1. A valve stem upper sealing structure, comprising a valve body, a valve stem disposed within the valve body, and a sealing assembly, wherein a sealing cavity is formed between the valve stem and the valve body, and the sealing assembly is disposed within the sealing cavity and serves to form a seal on the valve stem, wherein the valve body is provided with a fixing component that maintains the relative position of the sealing assembly along the axial direction without movement, characterized in that: The valve body is provided with a sealing step, and the sealing assembly includes a sealing ring that cooperates with the sealing step. The sealing ring and the sealing step cooperate to form a sealing contact. The hardness of the sealing ring is greater than that of the packing and it is made of a metal material that is not easy to rust.

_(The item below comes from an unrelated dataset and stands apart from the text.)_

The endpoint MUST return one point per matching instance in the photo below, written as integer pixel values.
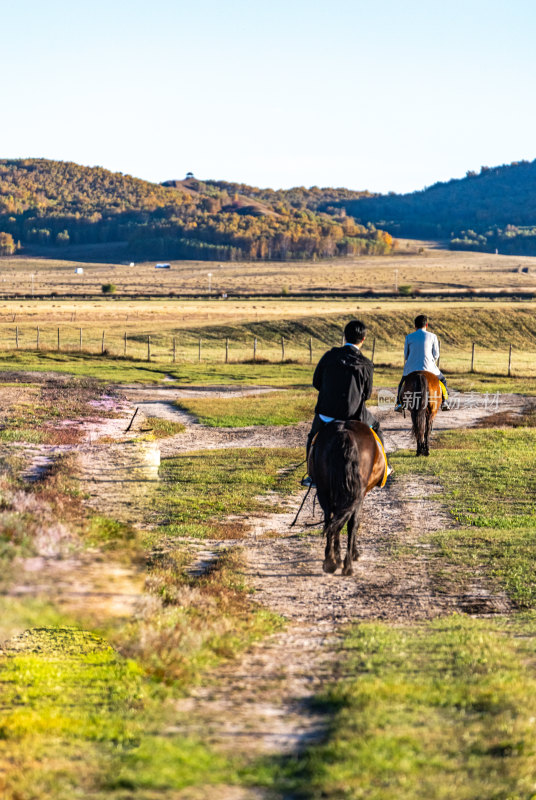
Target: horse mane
(345, 480)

2. The upper stem seal arrangement of claim 1, wherein: The sealing step includes a first contact slope, and the sealing ring is provided with a second contact slope corresponding to the first contact slope. The first contact slope and the second contact slope cooperate to form a sealing contact.

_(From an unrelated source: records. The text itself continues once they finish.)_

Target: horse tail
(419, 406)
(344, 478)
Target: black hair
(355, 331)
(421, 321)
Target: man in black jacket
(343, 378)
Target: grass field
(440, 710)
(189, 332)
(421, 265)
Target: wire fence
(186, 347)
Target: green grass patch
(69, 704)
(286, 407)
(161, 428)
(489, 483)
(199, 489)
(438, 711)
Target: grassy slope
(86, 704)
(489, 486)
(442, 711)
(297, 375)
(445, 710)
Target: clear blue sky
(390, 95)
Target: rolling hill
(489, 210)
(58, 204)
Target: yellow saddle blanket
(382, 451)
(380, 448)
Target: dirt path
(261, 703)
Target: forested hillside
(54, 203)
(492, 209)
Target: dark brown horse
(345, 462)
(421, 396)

3. The upper stem seal arrangement of claim 2, wherein: The valve body is provided with a first axial contact surface, and the sealing ring further includes a U-shaped opening and a second axial contact surface that contacts and forms a tight fit with the second axial contact surface. One end of the U-shaped opening is connected to the second contact slope, and the other end is connected to the second axial contact surface. The U-shaped opening covers part of the first contact slope.

4. The upper stem seal arrangement of claim 1, wherein: The sealing assembly also includes a packing gland, a packing ring, an upper packing, an oil seal, a lower packing, and a packing gasket arranged sequentially from the valve stem toward the valve plate, with the sealing ring being the closest to the valve plate in the sealing assembly.

5. The upper stem seal arrangement of claim 4, wherein: The fixing assembly includes a bracket mounted on the valve body and fasteners for fixing the bracket to the valve body. The inner diameter surface of the bracket contacts the packing gland and forms a tight fit.

6. The upper stem seal arrangement of claim 5, wherein: The fasteners are respectively installed around the four sides of the bracket.